For all his academic success, Allen treated people without pretension, Carol said. In addition, she said, he encouraged women to pursue and excel in the male-dominated sciences at a time when women were often discouraged to do so.
Carol Deakyne, an associate professor of chemistry at the University of Missouri-Columbia who studied under Allen, recalled that he treated her as a colleague even in her early years as a student. Deakyne earned her Ph.D. in chemistry from Princeton in 1977. Before joining Allen's group, Deakyne had studied biochemistry, a topic that Allen was beginning to explore. He would often call upon her knowledge of the subject, she said.
"I always felt that Lee treated me as an equal, even as a grad student, let alone a woman," Deakyne said. "When I first started working with him, even when I didn't know all I needed to know, I was still treated respectfully.
"He was always eager to learn and whatever source he had to learn from he used it, even if it was a student," Deakyne said. "I remember having long, three-hour discussions with him, and they were so intense I would leave with a headache. We both learned a lot and would go back and forth trying to find out what the best answer to a particular problem was. My opinion was worth as much as his as far as he was concerned."

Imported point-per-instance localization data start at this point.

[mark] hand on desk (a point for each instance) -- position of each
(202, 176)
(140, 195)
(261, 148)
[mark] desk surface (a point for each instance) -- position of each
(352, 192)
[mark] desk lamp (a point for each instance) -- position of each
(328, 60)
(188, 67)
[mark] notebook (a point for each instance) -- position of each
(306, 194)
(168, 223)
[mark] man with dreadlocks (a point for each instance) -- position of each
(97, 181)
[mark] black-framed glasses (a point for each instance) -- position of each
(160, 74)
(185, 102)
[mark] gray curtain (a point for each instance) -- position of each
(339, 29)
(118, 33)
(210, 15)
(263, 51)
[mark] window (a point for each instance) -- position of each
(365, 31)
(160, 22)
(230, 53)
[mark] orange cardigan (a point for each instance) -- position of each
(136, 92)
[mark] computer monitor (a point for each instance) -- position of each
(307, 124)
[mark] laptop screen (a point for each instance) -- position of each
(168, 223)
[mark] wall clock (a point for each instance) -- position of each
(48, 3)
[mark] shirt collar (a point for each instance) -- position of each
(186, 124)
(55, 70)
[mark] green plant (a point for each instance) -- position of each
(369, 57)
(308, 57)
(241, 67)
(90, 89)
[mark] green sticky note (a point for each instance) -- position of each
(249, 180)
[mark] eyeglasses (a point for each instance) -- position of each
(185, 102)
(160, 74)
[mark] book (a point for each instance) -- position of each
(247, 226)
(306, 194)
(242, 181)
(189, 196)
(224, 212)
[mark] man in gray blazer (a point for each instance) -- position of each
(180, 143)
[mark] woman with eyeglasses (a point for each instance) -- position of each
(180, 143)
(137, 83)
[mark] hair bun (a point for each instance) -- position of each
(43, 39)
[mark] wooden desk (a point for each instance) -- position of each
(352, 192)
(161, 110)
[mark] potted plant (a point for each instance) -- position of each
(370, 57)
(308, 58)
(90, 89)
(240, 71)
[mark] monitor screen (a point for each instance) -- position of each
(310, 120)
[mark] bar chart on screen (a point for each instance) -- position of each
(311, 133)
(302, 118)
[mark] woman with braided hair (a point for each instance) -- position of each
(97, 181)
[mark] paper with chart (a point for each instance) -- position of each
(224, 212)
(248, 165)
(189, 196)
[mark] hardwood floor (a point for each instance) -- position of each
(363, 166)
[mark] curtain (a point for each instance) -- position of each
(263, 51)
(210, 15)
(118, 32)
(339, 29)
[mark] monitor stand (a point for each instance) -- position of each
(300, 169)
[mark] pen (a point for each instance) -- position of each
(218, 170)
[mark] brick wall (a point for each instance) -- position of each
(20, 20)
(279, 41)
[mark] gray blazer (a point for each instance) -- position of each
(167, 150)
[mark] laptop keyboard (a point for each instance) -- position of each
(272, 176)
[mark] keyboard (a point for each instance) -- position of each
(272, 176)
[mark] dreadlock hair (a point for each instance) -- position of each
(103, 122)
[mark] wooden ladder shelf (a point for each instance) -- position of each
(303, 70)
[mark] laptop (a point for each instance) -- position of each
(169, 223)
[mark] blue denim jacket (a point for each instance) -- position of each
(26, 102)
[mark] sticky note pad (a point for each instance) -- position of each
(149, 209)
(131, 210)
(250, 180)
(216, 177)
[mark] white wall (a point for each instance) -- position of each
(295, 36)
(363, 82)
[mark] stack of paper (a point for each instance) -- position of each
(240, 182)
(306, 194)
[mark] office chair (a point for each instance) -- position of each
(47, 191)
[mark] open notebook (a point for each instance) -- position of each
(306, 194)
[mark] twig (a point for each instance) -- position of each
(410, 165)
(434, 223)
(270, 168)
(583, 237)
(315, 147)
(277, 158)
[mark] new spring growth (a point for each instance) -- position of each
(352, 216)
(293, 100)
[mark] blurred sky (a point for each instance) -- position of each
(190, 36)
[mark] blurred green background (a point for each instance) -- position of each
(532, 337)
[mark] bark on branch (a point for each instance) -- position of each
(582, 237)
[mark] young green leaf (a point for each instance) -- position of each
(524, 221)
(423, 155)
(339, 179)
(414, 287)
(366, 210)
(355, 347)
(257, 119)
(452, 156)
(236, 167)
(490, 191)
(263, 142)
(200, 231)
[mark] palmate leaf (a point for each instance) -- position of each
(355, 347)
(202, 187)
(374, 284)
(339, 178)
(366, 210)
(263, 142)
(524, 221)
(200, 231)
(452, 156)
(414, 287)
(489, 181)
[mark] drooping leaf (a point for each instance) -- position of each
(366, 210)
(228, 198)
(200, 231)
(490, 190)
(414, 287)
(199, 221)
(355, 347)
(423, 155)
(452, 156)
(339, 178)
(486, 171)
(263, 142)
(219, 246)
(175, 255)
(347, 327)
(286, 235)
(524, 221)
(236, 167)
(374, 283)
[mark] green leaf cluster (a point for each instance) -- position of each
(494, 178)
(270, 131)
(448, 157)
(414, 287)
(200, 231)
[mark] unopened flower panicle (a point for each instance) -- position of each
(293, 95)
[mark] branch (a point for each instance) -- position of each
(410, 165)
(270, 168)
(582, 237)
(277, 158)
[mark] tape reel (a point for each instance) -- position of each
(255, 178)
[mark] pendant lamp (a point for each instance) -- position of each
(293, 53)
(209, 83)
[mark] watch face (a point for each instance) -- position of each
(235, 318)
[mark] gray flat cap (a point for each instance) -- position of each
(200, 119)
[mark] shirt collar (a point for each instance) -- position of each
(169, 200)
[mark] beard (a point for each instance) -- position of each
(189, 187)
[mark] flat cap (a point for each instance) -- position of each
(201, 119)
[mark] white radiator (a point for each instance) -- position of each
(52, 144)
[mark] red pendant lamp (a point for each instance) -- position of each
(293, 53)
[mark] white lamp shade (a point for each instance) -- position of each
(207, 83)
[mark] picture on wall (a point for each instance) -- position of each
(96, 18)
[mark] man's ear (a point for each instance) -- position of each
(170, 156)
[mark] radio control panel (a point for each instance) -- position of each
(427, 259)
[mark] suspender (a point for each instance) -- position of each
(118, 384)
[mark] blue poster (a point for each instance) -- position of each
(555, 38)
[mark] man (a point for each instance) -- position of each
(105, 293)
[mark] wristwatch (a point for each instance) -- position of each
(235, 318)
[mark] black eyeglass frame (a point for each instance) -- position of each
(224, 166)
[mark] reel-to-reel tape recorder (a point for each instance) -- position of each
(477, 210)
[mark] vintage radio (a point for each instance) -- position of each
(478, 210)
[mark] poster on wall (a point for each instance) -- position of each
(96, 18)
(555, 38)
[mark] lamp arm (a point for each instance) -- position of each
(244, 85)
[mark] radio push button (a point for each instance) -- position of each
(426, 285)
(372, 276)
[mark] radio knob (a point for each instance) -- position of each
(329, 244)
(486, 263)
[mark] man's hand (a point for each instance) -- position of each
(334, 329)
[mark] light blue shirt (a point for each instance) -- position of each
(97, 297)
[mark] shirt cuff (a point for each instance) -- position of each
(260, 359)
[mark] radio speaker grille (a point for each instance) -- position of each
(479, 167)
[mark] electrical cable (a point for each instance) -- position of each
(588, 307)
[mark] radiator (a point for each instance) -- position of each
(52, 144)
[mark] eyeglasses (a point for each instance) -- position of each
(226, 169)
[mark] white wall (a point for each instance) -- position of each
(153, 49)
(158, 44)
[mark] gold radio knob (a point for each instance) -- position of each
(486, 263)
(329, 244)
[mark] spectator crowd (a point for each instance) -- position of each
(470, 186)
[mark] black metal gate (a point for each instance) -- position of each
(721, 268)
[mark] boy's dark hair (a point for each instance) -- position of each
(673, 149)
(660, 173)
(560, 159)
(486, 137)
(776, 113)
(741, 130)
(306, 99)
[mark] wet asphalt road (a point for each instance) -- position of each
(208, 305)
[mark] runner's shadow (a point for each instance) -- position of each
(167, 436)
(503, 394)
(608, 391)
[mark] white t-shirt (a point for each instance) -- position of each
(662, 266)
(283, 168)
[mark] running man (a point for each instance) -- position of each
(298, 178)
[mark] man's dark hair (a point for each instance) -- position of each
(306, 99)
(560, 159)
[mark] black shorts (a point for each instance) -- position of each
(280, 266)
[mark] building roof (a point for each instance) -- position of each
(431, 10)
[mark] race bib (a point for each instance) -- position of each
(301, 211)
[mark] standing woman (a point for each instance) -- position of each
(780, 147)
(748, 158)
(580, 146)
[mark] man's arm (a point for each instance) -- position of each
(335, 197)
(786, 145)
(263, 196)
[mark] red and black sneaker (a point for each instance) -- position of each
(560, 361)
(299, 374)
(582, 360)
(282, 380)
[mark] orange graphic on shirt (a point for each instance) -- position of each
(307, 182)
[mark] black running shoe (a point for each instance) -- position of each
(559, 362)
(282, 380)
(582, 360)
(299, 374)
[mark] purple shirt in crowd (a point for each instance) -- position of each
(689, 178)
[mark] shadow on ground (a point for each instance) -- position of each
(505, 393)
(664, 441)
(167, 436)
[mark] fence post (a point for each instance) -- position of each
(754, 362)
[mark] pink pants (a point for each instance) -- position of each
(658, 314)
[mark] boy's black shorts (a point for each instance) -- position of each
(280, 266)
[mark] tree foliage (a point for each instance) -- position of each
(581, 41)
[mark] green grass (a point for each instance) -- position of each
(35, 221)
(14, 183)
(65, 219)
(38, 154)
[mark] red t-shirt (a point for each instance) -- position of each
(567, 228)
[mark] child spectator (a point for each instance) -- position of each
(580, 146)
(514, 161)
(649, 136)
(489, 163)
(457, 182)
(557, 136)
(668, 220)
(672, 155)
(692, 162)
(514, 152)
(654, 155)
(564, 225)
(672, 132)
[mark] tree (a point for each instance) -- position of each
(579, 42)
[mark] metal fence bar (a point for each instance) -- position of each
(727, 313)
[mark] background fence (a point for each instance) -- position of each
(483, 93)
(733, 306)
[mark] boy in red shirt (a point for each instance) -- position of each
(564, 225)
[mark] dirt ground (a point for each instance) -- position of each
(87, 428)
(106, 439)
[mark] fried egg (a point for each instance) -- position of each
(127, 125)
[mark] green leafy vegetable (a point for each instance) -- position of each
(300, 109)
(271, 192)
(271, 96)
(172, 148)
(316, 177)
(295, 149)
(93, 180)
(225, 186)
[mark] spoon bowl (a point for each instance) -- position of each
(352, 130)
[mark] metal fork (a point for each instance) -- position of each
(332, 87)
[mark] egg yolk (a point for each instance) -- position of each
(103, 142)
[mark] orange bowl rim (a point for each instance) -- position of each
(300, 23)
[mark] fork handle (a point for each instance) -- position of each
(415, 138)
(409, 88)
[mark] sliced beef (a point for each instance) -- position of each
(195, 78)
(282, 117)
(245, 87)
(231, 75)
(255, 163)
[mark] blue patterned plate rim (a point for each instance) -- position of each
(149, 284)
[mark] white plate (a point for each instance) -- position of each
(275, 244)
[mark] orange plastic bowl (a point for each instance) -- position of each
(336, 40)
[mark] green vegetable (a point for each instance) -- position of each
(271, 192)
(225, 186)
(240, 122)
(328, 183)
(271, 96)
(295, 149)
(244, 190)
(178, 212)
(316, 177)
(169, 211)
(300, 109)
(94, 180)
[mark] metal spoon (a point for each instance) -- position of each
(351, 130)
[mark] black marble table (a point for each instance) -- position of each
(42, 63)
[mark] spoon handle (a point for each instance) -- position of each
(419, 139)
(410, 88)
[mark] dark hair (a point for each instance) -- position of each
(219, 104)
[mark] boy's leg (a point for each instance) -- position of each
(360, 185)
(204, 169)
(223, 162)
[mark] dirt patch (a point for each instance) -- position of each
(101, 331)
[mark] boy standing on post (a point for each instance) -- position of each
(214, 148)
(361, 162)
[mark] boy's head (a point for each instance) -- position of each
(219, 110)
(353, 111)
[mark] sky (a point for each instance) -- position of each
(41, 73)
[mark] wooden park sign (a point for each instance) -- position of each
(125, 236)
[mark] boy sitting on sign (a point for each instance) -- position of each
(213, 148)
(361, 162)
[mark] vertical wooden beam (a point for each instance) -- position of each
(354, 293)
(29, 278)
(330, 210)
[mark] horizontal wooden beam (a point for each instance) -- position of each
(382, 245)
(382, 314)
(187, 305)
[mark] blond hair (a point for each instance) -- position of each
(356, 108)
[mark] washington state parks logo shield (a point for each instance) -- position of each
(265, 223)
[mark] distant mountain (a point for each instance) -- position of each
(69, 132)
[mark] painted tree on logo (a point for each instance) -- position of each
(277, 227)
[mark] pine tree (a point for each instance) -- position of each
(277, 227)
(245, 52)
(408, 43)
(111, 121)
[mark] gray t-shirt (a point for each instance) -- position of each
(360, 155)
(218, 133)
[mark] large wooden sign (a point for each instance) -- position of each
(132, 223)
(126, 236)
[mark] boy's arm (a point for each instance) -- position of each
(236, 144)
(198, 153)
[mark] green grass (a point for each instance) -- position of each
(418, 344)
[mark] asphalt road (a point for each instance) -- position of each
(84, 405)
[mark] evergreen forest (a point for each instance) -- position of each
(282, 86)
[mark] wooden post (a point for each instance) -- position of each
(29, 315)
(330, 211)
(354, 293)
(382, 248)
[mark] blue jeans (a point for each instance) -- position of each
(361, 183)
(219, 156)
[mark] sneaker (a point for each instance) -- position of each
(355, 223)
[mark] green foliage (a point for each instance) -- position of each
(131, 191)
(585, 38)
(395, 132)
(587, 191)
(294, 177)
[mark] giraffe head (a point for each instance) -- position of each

In addition to his wife, Allen is survived by his three children Abigail, Emily and Ethan, and his granddaughter, Hillary.
A memorial service for Allen will be held Saturday, Sept. 22, at the Unitarian Universalist Congregation of Princeton.
In lieu of flowers, memorial contributions may be sent to the Coalition for Peace Action, 40 Witherspoon St., Princeton, NJ 08542, or the Children's Science Collection of the Princeton Public Library, 65 Witherspoon St., Princeton, NJ 08542.